Human RPE cells express a diversity of Kir channel genes; the expression levels of seven genes are decreased in cultured (dedifferentiated) cells compared to acutely isolated (differentiated) cells. The expression of Kir4.1 and Kir4.2 genes in cultured cells is upregulated in hypoxia; Kir4.2 gene expression is also stimulated by alterations of the extracellular osmolarity. The expression of the Kir4.2 gene is regulated by growth and blood factors; VEGF, FBS, and thrombin decrease the Kir4.2 gene expression while PDGF, bFGF, and TGF-β1 increase the expression.

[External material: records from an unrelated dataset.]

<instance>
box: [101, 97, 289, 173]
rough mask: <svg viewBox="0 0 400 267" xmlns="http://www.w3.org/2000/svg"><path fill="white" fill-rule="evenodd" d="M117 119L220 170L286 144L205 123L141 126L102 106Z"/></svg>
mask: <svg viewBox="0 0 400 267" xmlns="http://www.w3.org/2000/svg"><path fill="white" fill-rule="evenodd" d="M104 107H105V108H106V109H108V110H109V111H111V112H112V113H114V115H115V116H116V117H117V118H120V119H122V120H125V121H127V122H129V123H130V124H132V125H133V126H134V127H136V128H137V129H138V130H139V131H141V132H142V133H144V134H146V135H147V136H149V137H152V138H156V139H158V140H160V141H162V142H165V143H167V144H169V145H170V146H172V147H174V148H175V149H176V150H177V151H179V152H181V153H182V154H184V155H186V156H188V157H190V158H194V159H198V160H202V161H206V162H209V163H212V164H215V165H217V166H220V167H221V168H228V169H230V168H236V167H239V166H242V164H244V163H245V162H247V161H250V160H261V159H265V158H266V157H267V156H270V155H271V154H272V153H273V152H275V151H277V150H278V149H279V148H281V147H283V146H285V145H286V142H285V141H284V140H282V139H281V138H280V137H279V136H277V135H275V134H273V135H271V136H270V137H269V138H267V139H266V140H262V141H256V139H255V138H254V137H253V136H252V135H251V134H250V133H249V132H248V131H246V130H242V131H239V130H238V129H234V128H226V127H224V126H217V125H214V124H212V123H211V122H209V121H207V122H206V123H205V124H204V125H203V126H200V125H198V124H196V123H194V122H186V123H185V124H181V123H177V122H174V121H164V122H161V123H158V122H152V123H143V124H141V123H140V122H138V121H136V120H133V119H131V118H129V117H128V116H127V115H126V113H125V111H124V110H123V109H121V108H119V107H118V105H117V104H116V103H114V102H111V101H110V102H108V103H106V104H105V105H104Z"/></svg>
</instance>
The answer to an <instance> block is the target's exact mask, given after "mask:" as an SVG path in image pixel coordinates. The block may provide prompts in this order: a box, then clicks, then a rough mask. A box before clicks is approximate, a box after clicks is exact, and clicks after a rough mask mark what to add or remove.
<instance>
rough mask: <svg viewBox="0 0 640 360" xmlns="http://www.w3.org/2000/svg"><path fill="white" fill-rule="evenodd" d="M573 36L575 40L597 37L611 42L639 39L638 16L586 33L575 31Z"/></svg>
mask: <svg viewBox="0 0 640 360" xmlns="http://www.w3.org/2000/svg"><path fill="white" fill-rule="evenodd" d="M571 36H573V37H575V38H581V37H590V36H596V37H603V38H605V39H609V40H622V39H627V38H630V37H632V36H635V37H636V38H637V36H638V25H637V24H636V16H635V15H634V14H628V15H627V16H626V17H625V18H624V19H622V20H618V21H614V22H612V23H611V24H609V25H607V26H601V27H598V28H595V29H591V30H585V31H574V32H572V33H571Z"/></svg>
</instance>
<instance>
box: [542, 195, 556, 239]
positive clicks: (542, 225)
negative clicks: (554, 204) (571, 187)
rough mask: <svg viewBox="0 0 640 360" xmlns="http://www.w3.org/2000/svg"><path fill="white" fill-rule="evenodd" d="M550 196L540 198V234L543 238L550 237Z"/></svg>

Autocrine/suppparacrine VEGF receptor-2 signaling also inhibits the expression of the Kir4.2 gene under hyperosmotic and CoCl2-induced hypoxic conditions. siRNA-mediated knockdown of Kir4.2 causes reduction of the viability and proliferation of cultured RPE cells, suggesting a role of the channels in the maintenance of these physiological parameters. It is suggested that downregulation of Kir4.2 by VEGF may contribute to decreased viability of RPE cells under pathological conditions.